Job Description
Here at Savista, we enable our clients to navigate the biggest challenges in healthcare: quality clinical care with positive patient experiences and optimal financial results. We partner with healthcare organizations to problem solve and deliver revenue cycle improvement services that enable their success, support their patients, and nurture their communities, all while living our values of Commitment, Authenticity, Respect and Excellence (CARE).
Employment Type: Temporary 6-month engagement
Pay Range: $16.00-18.00 per hour*
Work Schedule: Must be able to work West Coast Operating Hours
Work Location: Remote
Why You’ll Love This Role:
Join our team as a Customer Service Representative supporting an important healthcare refund initiative. In this temporary, six-month assignment (with potential for extension), you’ll play a key role in helping patients understand their accounts, refund status, and next steps, all while delivering a positive, supportive customer experience.
This is an inbound call center role with no outbound calling, no sales, and no payment collection responsibilities, allowing you to focus entirely on assisting patients and providing clear, accurate information. You’ll work within structured workflows and scripts, gaining valuable experience in healthcare customer service and exposure to revenue cycle operations.
This opportunity is ideal for someone who enjoys helping others, thrives in a fast-paced environment, and is looking to build or expand their experience in healthcare or call center operations through a defined, project-based assignment.
What You’ll Do:
- Provide support through inbound call handling.
- Verify caller and patient identity in accordance with client-approved authentication procedures prior to discussing any account or refund-related information.
- Assist callers in understanding the purpose of the refund initiative, the status of their refund and next steps based on client-approved workflows
- Respond to patient inquiries using approved scripts, workflows, and escalation protocols.
- Accurately document all call interactions in client-designated systems, following training and documentation standards.
What We’re Looking For:
- High school diploma or equivalent
- Minimum of 1 year of customer service experience, preferably in a call center, healthcare, or revenue cycle environment
- Ability to handle inbound calls professionally and efficiently in a high-volume call center environment
- Strong verbal communication skills with the ability to clearly explain billing and refund-related information to patients
- Ability to follow structured scripts, workflows, and escalation protocols with a high degree of accuracy
- Proven attention to detail and ability to accurately document interactions in designated systems
- Ability to maintain confidentiality and adhere to client-approved authentication and data privacy requirements
- Basic computer proficiency, including experience navigating multiple systems simultaneously
What We Offer:
- Comprehensive benefits: medical, dental, vision, HSA and FSA accounts, short-term and long-term disability insurance, accident insurance, hospital indemnity insurance, critical illness insurance, life insurance, supplemental insurance, spouse and dependent life insurance, pet insurance, and legal insurance
- Wealth benefits: 401(k) with company match, company HSA contributions, and access to certified financial planners
- Generous paid time off: 17 days PTO for full-time colleagues with increases based on tenure, 9 paid holidays and 40 hours of paid volunteer time each year through our Heart & Soul program
- Learning & career development: premium LinkedIn Learning access and our SOAR development program
- Wellness benefits: free Calm Premium subscription for meditation, stress relief, and sleep support as well as access to our Colleague Assistance Program (EAP) that provides access to licensed professional counselors and work/life resources
- Employee discounts: Perk Spot, discounted cell‑phone plans through Previ, and home/auto insurance discounts
- A collaborative, mission-driven culture built on teamwork, empathy, and growth
About Savista:
Savista RCM is a national leader in healthcare revenue cycle management, partnering with hospitals and health systems for more than 30 years. We are trusted for our deep expertise and highly specialized revenue cycle professionals, working alongside our clients as an extension of their teams.

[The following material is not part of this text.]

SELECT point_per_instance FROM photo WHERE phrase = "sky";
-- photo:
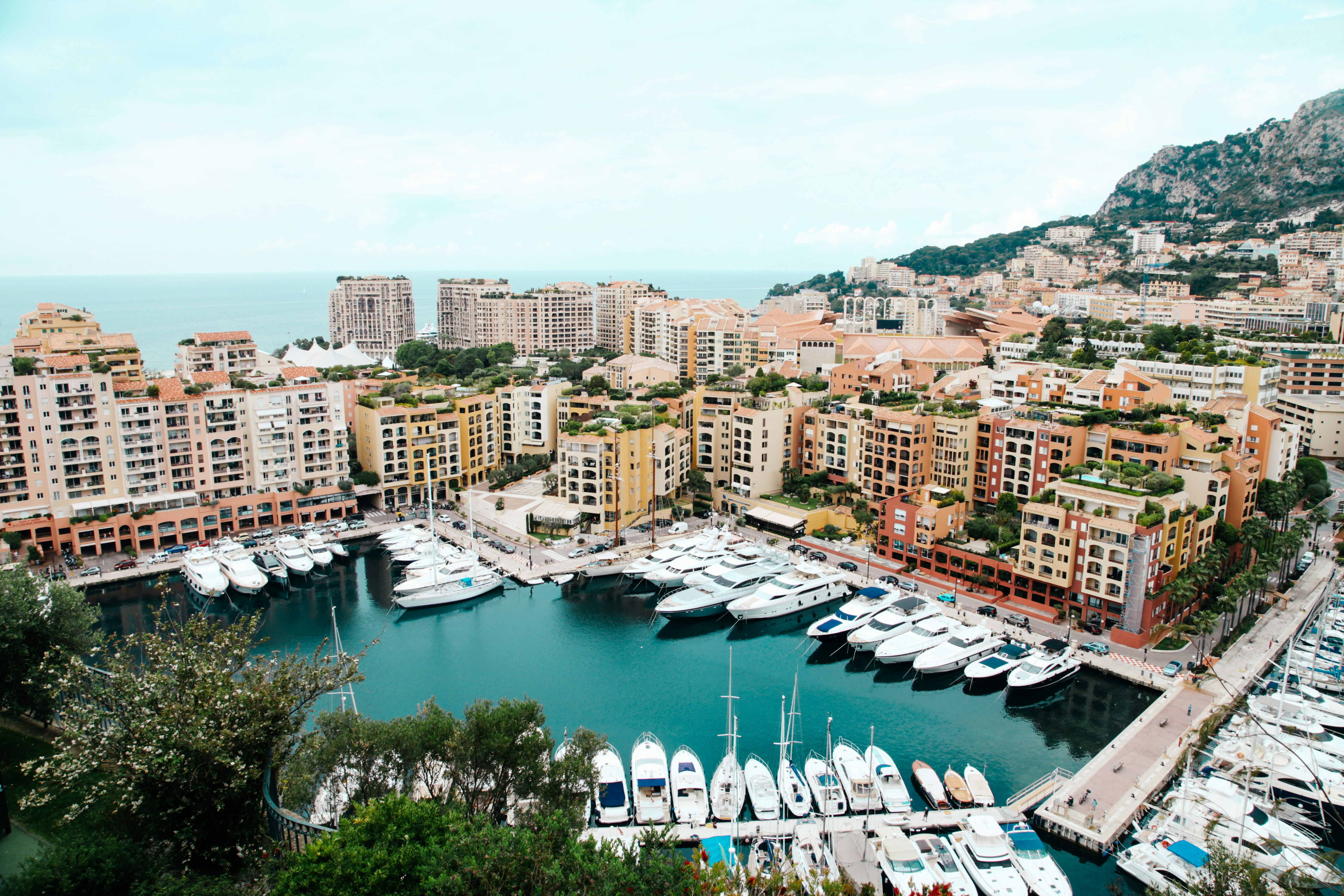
(142, 138)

Guided by our values of Commitment, Authenticity, Respect, and Excellence (CARE), we believe our success starts with investing in our people. We foster a workplace where colleagues feel supported, included, and empowered to make a meaningful impact. With one of the industry’s most highly trained workforces and with clients all across the United States, Savista offers the stability of an established organization with the agility of a modern, people‑first company.
Join Savista and build a career where your work directly supports patient care, strengthens healthcare operations and contributes to healthier communities, while growing in a collaborative, mission‑driven environment.

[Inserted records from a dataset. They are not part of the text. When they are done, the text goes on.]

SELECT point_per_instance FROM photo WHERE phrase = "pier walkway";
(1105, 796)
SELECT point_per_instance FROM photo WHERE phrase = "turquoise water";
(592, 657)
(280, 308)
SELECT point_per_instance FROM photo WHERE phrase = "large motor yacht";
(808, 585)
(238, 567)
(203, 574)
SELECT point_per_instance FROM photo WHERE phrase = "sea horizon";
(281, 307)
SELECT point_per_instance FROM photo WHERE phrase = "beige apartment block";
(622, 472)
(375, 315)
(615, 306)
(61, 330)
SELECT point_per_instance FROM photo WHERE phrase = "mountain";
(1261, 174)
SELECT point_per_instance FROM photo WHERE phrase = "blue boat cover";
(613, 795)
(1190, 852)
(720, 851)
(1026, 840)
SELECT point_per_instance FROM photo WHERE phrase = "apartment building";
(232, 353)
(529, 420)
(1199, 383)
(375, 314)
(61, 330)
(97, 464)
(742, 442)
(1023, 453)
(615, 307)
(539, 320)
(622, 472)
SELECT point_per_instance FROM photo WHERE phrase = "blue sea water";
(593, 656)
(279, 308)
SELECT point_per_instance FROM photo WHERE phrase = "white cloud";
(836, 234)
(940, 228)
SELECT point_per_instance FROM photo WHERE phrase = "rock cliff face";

Pay Transparency Disclaimer*
Savista is required by state specific laws to include the salary range for this role when hiring a resident in applicable locations. However, specific compensation for the role will vary within the above range based on many factors including but not limited to geographic location, candidate experience, applicable certifications, and skills.

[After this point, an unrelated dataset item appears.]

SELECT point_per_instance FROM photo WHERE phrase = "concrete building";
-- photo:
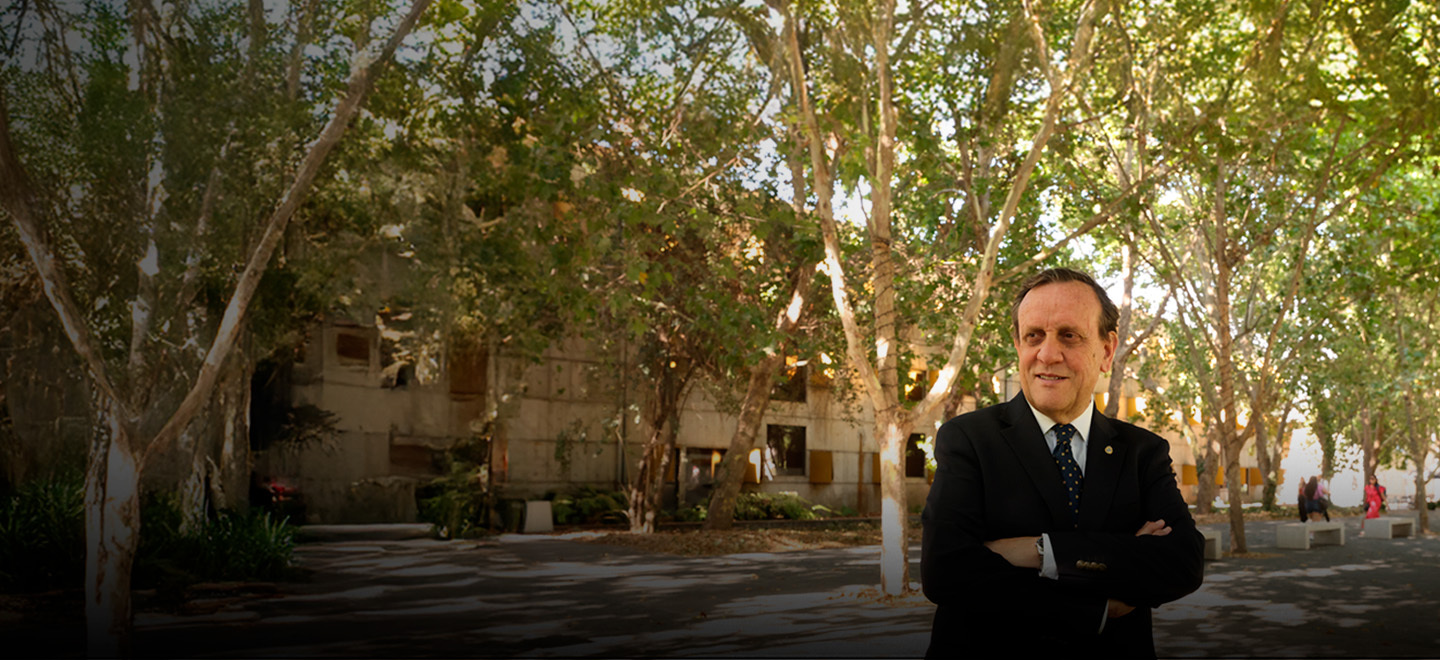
(569, 421)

Keywords: Healthcare Customer Service Representative, Call Center, Medical, Healthcare Call Center Agent, Account Representative, Inbound, Temporary, Contract Work, Short Term, Seasonal
SAVISTA is an Equal Opportunity Employer and does not discriminate against any employee or applicant for employment because of race, color, age, veteran status, disability, national origin, sex, sexual orientation, religion, gender identity or any other federal, state or local protected class.